Scott Ball / Rivard Report
Fitness, finances, and environmental stewardship are just a few reasons that thousands of San Antonians ride their bikes to school and work. Many balk at cycling for even short distances in the summertime heat, but one alternative offers a solution: investing in an electric bicycle.
Robin Stallings is the executive director of BikeTexas, a nonprofit advocacy and education group that works to promote safe cycling across the state. In late May, he visited the Rivard Report's office with three "e-bikes" in tow. Equipped with removable lithium-ion batteries and electric motors, these bicycles are designed to assist riders' pedaling in order to ensure a ride that's easier, quicker, and less strenuous than their analog counterparts offer.
Our office has since been littered with locks, helmets, and electrically powered bikes being put to use for news assignments and work commutes.
Each of the bikes Stallings brought us are manufactured by eProdigy; two of them are of the tall "Jasper" model, while the third is a smaller, but slightly heavier "Banff" bicycle. They're city bikes through and through, designed with easily mountable step-through frames and a rear rack for groceries and other cargo. The racks also double as housing for their rechargeable batteries.
During his visit, Stallings showed reporter Rocío Guenther, Managing Editor Iris Dimmick, and me how the bikes work. A small dashboard computer in the middle of the handlebars can be controlled with three buttons located on the bikes' left handlebar: one that powers on the electric features, and "up" and "down" buttons for altering the amount of pedal assistance provided by the motor. The dashboard's simple LCD monitor reports speed in miles per hour, current assist level, the time, the temperature, and other details. The display's backlight illuminates the screen during nighttime rides.
The motor itself has five assist levels, from little help to maximum speed, and it kicks in as the cyclist pedals, shutting down when the brakes are engaged or the pedals stop moving. The motor assistance can be switched off, but the appeal of an e-bike is in its speed.
A built-in regulator will cut off the motor once it's moving at 20 miles per hour. Stallings explained that Texas law prohibits electric bikes from providing greater motor assistance, else the bicycle would have to be registered with the State. They also aren’t to weigh more than 100 pounds, though at about 50 pounds each, these are hefty machines. Thankfully the motor can be switched on to a low speed to help riders, say, lug the bike uphill.

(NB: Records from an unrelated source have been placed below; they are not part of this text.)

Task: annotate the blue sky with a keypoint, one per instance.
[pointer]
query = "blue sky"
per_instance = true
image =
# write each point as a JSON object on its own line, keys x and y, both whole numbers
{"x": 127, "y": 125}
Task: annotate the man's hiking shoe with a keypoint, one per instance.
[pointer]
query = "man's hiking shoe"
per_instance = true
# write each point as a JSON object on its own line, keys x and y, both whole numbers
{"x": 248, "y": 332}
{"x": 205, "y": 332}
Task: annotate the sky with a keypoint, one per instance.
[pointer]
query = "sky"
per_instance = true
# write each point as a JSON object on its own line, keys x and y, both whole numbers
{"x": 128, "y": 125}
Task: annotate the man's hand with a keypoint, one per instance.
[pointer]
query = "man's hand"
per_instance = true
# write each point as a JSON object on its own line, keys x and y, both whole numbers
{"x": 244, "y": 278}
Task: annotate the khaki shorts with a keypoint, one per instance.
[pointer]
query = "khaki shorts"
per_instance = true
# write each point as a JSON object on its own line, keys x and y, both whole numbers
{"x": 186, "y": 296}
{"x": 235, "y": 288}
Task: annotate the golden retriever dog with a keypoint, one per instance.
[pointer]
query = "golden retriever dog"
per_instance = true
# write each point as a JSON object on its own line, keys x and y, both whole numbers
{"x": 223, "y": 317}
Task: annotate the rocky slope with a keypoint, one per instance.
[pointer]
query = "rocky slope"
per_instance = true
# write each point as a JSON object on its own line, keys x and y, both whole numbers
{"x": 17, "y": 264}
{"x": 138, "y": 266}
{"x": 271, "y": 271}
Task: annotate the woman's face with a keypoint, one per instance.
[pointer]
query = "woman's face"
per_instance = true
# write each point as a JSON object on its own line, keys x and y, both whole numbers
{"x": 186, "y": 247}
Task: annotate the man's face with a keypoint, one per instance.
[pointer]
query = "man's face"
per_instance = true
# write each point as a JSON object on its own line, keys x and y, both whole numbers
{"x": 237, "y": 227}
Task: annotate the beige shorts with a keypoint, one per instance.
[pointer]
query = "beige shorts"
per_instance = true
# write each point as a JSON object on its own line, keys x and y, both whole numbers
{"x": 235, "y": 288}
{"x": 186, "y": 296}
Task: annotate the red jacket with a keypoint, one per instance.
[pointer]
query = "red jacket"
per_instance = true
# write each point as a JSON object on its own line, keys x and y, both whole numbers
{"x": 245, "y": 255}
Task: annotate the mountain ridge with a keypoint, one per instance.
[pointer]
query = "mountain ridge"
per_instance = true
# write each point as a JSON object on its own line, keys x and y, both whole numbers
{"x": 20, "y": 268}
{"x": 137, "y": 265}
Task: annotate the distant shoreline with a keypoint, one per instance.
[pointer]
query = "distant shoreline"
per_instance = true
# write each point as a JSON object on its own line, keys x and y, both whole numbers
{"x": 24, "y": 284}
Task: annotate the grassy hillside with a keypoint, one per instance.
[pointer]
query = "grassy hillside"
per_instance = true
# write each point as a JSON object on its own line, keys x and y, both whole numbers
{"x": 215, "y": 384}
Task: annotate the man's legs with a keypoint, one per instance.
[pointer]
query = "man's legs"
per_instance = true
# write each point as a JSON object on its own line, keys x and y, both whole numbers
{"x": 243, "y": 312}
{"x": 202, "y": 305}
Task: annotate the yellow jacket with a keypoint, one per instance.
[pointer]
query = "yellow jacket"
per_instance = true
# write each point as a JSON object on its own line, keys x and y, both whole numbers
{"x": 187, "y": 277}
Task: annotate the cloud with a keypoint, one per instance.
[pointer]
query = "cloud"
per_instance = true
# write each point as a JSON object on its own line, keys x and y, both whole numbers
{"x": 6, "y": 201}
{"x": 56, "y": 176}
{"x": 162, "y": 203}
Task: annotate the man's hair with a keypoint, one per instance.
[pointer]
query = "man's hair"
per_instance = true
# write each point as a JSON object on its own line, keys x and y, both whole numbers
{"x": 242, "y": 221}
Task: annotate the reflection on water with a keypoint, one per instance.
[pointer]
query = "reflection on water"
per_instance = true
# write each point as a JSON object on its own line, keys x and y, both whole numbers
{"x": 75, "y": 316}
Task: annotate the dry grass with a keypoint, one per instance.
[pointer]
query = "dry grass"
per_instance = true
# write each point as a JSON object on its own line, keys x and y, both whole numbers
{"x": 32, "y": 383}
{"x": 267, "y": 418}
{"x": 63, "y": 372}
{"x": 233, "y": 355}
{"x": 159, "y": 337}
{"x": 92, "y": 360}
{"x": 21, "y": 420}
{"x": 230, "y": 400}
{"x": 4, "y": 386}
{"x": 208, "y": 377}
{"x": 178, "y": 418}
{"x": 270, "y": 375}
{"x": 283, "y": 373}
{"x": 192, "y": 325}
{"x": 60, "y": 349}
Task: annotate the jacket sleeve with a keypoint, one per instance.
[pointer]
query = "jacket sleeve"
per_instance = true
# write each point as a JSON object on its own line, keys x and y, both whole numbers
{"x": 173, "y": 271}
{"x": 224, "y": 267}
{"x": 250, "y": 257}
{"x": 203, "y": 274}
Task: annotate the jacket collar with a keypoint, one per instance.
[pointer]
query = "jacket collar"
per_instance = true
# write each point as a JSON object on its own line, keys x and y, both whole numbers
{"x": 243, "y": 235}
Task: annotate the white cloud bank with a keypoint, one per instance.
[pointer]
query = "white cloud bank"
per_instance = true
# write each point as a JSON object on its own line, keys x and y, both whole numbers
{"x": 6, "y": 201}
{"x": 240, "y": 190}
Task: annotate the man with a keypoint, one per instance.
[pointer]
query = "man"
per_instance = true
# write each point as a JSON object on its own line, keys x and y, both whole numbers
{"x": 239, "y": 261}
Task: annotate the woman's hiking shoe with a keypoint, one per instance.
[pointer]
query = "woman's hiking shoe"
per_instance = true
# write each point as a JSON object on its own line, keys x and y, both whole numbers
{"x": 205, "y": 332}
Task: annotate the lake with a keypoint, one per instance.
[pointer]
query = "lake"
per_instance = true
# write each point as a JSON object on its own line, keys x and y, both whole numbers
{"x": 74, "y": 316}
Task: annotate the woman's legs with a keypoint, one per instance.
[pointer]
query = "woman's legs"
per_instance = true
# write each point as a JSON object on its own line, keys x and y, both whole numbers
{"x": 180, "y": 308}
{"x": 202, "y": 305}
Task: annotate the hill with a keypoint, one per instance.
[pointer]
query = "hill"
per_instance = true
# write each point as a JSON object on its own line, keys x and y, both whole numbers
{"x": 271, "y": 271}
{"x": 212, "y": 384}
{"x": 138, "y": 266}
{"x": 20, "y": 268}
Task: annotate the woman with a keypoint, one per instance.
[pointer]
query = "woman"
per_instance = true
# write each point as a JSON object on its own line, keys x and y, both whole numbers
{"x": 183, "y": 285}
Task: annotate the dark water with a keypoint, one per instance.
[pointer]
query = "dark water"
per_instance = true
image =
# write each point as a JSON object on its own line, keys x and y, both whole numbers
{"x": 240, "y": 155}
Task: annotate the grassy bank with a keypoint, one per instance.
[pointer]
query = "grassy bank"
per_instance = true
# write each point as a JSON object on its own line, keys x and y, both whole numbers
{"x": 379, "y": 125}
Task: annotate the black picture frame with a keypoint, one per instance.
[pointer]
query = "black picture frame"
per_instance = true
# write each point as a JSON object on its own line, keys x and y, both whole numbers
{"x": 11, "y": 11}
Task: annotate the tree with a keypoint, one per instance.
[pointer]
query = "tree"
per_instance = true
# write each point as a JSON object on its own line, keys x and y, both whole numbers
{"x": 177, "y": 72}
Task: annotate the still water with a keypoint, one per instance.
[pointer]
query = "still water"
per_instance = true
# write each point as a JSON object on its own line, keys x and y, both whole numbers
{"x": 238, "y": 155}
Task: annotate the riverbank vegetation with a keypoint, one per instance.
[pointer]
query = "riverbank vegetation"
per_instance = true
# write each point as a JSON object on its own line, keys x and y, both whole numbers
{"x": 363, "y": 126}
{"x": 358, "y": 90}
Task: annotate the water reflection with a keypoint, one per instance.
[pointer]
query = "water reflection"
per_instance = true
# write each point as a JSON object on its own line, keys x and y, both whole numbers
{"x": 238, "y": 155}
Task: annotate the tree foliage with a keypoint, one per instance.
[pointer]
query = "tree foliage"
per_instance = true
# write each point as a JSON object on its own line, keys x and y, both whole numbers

I strongly prefer using an e-bike over driving my car to work each day. I've saved hundreds that I would have otherwise spent on parking and gas, and I've made a mild workout of my daily travel. I would definitely break a sweat if I made my three-mile morning commute on a regular bike, but the motor assistance makes the ride much easier than it would be otherwise. Good thing, too, since my route home is mostly uphill.
With the electric assistance on high settings, terrain is a breeze. The physical exertion going uphill on the Jasper is about equal to what I'd be doing if I were riding any other bike on a flat road. I can take the bike to work and back home three or four days in a row before having to charge the battery overnight; eProdigy's 60-mile range estimate seems overly optimistic to me, especially if you spend a lot of time on the higher assist levels – and you'll want to.
The worst thing about an electric bike is the price tag. The eProdigy Jasper retails at $2,700 and the Banff comes in at $2,600. I've seen various e-bikes range from $700 to more than $7,000 online. Consumer reviews sources like the Austin-based Electric Bike Review cut through the marketing materials and find the best value for what you're looking for, whether that's a full-suspension mountain bike or something a little simpler for the road.
But even a few thousand dollars is cheaper than a car, automobile insurance, and related maintenance and parking costs. Those interested in enjoying the benefits of a cyclist's commute, but daunted by Texas temperatures may want to consider an electric bike as an attractive alternative to driving every day.
Correction: An earlier version of this article stated that electric bikes weight about 60 pounds. They weigh about 50 pounds.